Load Data from Amazon S3 using COPY
tip
Expected time: 5 minutes ⏱
Databend COPY can read object files(CSV or Parquet format) from Amazon S3 buckets, To understand Amazon S3’s core concepts please read Amazon S3 documentation.
Prerequisites
To complete this Quickstart, your must meet the following prerequisites:
- AWS Account: This Quickstart uses Amazon S3 and requires an AWS account’s
access key id
andsecret access key
. - Databend: You will connect to the database and using COPY to pull data from your Amazon S3 bucket, please see How to deploy Databend.

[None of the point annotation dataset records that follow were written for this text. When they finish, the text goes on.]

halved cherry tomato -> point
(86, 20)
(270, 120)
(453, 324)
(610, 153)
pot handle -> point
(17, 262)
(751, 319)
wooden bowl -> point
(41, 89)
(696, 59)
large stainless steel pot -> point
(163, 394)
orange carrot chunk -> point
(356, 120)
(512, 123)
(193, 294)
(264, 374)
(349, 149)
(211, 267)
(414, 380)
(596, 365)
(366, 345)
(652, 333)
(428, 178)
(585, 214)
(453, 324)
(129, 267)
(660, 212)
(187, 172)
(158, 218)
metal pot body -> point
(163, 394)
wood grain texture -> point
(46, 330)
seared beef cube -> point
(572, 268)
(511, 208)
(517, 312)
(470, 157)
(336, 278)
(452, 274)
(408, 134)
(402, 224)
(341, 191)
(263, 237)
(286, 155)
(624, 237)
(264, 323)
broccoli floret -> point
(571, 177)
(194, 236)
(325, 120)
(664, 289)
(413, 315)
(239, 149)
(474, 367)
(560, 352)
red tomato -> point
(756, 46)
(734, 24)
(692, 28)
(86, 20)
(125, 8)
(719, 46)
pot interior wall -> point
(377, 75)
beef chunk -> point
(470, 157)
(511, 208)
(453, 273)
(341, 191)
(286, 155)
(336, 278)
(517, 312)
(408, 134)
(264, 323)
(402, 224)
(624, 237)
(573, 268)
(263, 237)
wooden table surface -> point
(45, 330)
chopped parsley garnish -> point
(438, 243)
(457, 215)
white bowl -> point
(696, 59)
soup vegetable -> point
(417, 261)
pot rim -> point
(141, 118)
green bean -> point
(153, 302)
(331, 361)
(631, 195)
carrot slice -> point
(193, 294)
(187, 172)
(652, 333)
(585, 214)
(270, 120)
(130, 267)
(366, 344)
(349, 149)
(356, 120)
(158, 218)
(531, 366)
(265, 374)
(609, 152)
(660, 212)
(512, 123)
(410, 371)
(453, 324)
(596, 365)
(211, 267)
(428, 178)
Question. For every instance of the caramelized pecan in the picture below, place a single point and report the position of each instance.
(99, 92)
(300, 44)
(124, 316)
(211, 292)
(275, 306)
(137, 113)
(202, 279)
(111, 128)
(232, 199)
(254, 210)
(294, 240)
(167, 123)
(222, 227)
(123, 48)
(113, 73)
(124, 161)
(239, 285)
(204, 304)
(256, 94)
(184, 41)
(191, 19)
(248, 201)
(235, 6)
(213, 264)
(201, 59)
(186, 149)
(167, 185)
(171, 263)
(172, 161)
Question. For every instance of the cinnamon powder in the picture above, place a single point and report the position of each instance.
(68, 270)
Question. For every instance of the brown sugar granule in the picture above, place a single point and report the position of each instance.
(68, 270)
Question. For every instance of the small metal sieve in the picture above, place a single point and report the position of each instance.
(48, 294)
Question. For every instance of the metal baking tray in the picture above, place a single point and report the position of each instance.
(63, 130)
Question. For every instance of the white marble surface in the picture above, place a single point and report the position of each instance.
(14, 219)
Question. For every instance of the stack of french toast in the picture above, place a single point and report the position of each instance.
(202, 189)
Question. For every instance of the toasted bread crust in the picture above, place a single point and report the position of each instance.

Part 1: Creating an Amazon S3 Bucket and Adding a File
- On your local machine, create a text file with the following CSV contents and name it
books.csv
:
Transaction Processing,Jim Gray,1992
Readings in Database Systems,Michael Stonebraker,2004
This CSV file field delimiter is ,
and the record delimiter is \n
.
- In S3 create a bucket and upload
books.csv
to the bucket.
Part 2: Creating a Database and Table using COPY
create database book_db;
use book_db;
create table books
(
title VARCHAR(255),
author VARCHAR(255),
date VARCHAR(255)
);
Now that the database and table have been created.
In Part 1 of this Quickstart, you uploaded the books.csv
file to your bucket.
To use the COPY data loading, you will need the following information:
- The name of the S3 URI(s3://bucket/to/path/), such as: s3://databend-bohu/data/
- Your AWS account’s access keys, such as:
- Access Key ID: your-access-key-id
- Secret Access Key: your-secret-access-key
Using this URI and keys, execute the following statement, replacing the placeholder values with your own:
copy into books
from 's3://databend-bohu/data/'
credentials=(aws_key_id='<your-access-key-id>' aws_secret_key='<your-secret-access-key>')
pattern ='.*[.]csv'
file_format = (type = 'CSV' field_delimiter = ',' record_delimiter = '\n' skip_header = 0);
Now, let's check the data to make sure data has actually loaded:
mysql> select * from books;
+------------------------------+----------------------+-------+
| title | author | date |
+------------------------------+----------------------+-------+
| Transaction Processing | Jim Gray | 1992 |
| Readings in Database Systems | Michael Stonebraker | 2004 |
+------------------------------+----------------------+-------+
tip
If the file(s) is large and we want to check the file format is ok to parse, we can use the SIZE_LIMIT
:
copy into books
from 's3://databend-bohu/data/'
credentials=(aws_key_id='<your-access-key-id>' aws_secret_key='<your-secret-access-key>')
pattern ='.*[.]csv'
file_format = (type = 'CSV' field_delimiter = ',' record_delimiter = '\n' skip_header = 0)
size_limit = 1; -- only load 1 rows